Bug 52690

Summary: Length of decrypted data stream is discarded - can't create valid Office Documents
Product: POI Reporter: phil
Component: POIFSAssignee: POI Developers List <dev>
Status: RESOLVED FIXED    
Severity: major    
Priority: P2    
Version: unspecified   
Target Milestone: ---   
Hardware: PC   
OS: Mac OS X 10.4   

Description phil 2012-02-16 23:01:37 UTC

    
Comment 1 phil 2012-02-16 23:15:36 UTC
It is extremely important that the size of the decrypted data stream exactly matches that specified in the input stream. Failure to ensure this means that windows System.IO.Packaging.Package.Open() method will return an error when trying to open the decrypted document. In practice this means that MS Office will report that the file is corrupt

Just reading to the end of the input stream is not sufficient because there are normally padding bytes that must be discarded

Currently Decryptor and/or its subclasses read and *discard* the required length

In order to be able to create valid documents from encrypted ones, this length must be made available so the output stream can be truncated

I wlll submit my proposed patch when I have sown time to create it in the required format
Comment 2 Nick Burch 2012-02-20 11:09:03 UTC
I'm not quite clear on what you're trying to do, where the problem comes in, and why you're talking about .net APIs?

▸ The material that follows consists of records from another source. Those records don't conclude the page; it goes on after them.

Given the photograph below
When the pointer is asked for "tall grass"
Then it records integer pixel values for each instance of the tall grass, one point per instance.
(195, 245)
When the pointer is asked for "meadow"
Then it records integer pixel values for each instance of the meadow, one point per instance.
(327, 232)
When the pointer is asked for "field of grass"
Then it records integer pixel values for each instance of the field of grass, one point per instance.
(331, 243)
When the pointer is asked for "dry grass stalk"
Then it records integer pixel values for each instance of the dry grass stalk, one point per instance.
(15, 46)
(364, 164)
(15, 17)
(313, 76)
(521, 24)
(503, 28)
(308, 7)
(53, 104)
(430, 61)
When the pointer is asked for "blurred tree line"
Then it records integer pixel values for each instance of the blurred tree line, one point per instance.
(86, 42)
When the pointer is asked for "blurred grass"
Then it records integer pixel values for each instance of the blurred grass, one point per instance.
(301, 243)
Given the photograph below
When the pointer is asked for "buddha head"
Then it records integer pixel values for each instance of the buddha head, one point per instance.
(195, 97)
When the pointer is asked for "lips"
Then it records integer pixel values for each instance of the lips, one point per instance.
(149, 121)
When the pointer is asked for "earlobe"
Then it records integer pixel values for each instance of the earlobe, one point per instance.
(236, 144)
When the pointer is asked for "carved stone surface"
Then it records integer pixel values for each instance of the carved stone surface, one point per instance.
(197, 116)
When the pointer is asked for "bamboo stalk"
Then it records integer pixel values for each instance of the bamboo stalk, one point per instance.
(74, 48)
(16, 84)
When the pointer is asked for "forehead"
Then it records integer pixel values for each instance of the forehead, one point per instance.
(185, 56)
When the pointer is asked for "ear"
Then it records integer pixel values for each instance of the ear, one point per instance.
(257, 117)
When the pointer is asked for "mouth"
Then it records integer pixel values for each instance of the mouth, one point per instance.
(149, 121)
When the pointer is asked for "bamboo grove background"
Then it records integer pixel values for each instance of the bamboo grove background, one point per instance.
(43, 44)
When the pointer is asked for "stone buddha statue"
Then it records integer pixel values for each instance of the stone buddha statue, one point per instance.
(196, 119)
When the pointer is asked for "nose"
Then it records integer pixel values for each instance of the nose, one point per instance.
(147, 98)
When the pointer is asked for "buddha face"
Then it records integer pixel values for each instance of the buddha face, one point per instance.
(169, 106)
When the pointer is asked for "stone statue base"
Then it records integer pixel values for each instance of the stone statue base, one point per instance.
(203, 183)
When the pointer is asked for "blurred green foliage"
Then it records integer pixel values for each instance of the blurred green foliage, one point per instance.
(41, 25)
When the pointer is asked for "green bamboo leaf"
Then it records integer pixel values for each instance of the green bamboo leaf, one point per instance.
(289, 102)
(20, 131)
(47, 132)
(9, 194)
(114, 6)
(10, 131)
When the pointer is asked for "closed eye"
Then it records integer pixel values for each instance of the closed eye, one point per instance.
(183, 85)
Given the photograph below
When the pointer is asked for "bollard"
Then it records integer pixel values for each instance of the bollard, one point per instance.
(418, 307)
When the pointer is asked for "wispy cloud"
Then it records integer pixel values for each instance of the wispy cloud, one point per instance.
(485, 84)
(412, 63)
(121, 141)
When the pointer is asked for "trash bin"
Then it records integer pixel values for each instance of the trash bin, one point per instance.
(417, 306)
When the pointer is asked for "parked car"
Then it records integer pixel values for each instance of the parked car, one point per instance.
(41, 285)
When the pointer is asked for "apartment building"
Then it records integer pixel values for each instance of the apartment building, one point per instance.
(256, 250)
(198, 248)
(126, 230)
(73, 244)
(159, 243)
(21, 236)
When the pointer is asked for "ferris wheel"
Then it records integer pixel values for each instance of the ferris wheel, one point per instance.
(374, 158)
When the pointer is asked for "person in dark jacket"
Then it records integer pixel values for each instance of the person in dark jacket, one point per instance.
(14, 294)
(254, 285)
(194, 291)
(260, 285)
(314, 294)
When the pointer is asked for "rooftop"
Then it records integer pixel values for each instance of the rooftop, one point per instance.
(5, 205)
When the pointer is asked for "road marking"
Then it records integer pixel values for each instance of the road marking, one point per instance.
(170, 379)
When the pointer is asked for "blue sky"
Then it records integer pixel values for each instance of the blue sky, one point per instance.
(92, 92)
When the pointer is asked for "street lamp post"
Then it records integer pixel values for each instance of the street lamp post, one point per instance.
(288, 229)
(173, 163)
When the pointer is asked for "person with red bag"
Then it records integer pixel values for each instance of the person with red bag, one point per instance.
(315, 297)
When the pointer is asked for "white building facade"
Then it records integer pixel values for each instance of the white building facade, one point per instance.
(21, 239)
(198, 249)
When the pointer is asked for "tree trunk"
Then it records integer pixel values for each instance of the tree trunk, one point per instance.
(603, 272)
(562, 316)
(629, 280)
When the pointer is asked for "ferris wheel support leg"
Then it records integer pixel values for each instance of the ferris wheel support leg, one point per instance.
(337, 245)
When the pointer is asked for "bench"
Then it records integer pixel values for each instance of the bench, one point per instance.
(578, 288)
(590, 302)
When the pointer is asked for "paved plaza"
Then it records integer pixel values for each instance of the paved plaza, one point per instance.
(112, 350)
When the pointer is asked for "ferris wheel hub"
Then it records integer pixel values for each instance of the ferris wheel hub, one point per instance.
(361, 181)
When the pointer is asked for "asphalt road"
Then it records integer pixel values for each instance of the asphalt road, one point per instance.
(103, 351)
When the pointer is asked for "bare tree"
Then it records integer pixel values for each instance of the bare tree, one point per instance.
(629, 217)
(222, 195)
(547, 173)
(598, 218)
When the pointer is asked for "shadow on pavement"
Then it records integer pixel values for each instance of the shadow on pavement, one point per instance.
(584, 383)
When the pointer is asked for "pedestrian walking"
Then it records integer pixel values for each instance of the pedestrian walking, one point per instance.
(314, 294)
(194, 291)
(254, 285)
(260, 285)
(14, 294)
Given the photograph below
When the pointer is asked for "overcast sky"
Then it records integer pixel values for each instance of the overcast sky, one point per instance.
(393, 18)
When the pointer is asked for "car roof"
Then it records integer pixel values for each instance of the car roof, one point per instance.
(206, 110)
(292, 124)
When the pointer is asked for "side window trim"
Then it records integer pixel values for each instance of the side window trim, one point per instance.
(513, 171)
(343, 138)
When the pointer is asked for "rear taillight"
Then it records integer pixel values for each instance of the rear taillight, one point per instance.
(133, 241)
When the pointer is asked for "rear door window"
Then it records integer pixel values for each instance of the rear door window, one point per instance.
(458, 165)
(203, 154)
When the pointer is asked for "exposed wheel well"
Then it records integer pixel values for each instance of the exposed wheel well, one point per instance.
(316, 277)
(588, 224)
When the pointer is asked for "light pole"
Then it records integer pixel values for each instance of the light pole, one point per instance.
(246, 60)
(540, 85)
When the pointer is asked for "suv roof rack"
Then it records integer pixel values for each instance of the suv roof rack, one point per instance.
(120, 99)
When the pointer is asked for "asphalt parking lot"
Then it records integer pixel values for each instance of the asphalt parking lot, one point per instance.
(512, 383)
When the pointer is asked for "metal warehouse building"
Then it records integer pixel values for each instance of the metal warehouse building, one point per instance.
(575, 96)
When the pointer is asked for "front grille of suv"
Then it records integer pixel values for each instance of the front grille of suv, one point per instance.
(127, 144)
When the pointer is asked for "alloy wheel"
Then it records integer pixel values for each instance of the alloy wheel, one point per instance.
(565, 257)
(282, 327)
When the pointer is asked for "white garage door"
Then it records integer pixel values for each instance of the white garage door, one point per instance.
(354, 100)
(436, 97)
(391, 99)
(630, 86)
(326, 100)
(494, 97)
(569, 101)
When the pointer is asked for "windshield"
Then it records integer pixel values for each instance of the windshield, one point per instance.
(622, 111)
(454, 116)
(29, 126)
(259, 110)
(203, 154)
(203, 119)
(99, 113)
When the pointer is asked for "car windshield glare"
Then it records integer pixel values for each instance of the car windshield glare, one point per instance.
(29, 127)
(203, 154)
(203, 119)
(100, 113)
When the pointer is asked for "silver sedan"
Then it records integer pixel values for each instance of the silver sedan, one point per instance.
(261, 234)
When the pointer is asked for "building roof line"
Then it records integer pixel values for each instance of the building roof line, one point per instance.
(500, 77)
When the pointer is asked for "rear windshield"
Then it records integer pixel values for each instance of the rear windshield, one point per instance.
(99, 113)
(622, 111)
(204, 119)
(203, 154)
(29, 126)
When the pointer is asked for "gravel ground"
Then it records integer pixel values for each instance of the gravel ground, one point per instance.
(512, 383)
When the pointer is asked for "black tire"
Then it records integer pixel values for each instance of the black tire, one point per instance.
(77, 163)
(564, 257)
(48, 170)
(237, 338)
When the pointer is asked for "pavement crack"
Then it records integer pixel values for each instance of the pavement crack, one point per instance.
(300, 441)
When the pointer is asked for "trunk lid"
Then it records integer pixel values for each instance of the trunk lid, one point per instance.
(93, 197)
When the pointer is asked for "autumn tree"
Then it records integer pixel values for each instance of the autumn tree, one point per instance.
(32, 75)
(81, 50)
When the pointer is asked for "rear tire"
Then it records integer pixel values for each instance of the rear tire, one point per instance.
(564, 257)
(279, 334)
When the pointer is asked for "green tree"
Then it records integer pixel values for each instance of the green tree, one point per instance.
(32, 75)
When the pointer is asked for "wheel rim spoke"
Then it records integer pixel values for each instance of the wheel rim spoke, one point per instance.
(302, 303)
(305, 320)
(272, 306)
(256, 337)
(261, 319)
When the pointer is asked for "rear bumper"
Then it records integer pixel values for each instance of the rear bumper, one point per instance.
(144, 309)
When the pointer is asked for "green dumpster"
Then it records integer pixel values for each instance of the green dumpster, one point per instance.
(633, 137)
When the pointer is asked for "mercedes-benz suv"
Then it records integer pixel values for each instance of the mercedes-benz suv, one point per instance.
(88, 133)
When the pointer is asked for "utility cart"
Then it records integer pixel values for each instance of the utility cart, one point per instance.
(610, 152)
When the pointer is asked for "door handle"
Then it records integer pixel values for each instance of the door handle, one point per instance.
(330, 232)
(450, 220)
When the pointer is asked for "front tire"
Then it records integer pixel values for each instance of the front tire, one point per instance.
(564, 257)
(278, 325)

Could you maybe provide some more detail (or even better a unit test) that explains what goes wrong, where and why?
Comment 3 phil 2012-02-20 21:52:28 UTC
Sorry, Buzilla and/or my browser lost my original description of the problem

The issue is that the classic POI 'myDecrypt' method below in general produces output files that are considered corrupt by Micrososft Office

If say you use MS Word to open a .docx file decrypted by this method you will get an error dialog saying the file is corrupt and asking if you would like attempt recovery (which incidentally will succeed)

The problem is that the output length is too long. Output must be truncated to the length specified in the input data stream and currently discarded for example in "EcmaDecryptor>>getDataStream(DirectoryNode dir)"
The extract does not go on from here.